I dropped out of the bidding for Brown at $3.25 million a year, and I am the better for it. Our defensive coordinator, former Carolina linebackers coach Kevin Steele, will use the 3-4, so I knew we had to have a talented set of linebackers. Our starting quartet will crush people, and they'll do it for a combined cap figure of $4.55 million in 1997. What a bargain!

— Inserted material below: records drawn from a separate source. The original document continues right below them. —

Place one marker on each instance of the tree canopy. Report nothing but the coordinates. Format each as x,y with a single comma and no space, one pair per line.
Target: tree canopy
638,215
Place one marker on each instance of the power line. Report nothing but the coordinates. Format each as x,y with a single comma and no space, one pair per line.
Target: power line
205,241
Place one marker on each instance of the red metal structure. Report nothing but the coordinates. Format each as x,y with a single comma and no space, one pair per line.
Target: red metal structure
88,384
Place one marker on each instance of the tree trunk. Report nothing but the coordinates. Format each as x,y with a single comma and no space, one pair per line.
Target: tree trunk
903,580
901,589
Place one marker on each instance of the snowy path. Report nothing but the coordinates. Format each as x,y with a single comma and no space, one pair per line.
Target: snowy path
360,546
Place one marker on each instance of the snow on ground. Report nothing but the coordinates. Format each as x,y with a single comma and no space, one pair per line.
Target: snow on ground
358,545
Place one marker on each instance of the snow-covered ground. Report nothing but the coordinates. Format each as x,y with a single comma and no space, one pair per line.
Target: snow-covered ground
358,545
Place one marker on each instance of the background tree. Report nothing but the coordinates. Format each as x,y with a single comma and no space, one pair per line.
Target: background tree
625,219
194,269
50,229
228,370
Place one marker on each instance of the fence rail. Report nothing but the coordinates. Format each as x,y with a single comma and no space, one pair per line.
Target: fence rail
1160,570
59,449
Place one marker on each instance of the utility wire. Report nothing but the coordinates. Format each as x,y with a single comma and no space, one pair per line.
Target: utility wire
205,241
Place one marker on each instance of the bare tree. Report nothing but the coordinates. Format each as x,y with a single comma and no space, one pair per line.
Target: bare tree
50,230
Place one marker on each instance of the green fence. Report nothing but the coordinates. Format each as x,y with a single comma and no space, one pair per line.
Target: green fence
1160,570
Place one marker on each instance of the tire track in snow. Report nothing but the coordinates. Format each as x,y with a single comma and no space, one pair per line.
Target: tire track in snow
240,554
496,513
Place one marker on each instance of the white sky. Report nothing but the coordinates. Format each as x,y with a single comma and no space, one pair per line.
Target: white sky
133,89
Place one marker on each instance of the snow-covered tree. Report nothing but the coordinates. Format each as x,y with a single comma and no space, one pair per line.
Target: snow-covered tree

You might not have heard of Mike Jones, which is one reason that I only had to pay him $1.4 million. But I'm betting he'll be our defensive MVP. Jones, a six-year veteran of the Oakland Raiders and a converted college running back, is only 6'1" and 230, but he plays outside linebacker like a kamikaze special-teamer. I brought in reliable Vinson Smith (Chicago Bears) to be the defensive signal-caller at strongside inside linebacker, and Micheal Barrow (Houston Oilers) will man the other inside spot. I'm counting on Barrow for at least 10 sacks, and even at a modest 236 pounds he will provide a physical presence (remember the hit he put on San Francisco 49ers quarterback Steve Young last October in the Astrodome?). My other outside backer, Jim Schwantz, is always around the ball. The Cowboys wanted to keep him, but they're so tight against the cap that they couldn't afford another $750,000 salary.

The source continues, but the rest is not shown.